I sit on a fence and grin all day.
I get to shout at the incomprehensible
something-or-other which is all around us,
gesticulating wildly, like a drunken man
waving at flies that aren’t actually there.
The pay is poor, but I don’t mind;
in my line of work there are few expectations.
I just chew on a straw. Come rain or shine.

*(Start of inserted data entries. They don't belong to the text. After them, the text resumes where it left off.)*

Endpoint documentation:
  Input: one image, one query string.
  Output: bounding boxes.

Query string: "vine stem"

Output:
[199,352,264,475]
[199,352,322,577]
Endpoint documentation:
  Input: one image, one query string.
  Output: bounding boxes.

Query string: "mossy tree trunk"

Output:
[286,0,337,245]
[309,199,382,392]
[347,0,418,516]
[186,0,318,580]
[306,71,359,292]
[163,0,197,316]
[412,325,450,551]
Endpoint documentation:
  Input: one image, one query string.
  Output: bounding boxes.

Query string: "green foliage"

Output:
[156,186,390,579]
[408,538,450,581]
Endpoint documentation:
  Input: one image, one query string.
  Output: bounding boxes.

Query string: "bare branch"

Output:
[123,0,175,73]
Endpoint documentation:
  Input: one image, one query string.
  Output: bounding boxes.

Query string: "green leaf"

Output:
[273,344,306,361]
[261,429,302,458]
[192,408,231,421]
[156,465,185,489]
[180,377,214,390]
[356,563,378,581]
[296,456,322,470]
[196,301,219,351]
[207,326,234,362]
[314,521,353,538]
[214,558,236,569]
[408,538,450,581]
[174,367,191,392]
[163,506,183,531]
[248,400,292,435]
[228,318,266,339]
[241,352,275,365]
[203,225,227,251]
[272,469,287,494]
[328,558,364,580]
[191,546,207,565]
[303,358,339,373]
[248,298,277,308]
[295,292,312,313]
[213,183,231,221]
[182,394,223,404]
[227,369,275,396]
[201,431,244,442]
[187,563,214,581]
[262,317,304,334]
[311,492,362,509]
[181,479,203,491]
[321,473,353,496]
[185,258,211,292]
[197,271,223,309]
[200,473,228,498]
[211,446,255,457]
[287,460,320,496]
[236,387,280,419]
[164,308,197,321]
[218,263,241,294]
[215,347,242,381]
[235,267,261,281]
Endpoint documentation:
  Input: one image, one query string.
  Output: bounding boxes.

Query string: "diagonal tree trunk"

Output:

I just spit in the dirt. Come hell or high water.
*
The graveyard shift,
a killer of women and children,
of those who have two choices,
little or none, stars faltering,
the moon fallen down,
workers’ heads bowed
in determined reverence,
the righteous tucked into bed,
their dreams unhindered
by metal on bone.
By the issues that cause
much suffering.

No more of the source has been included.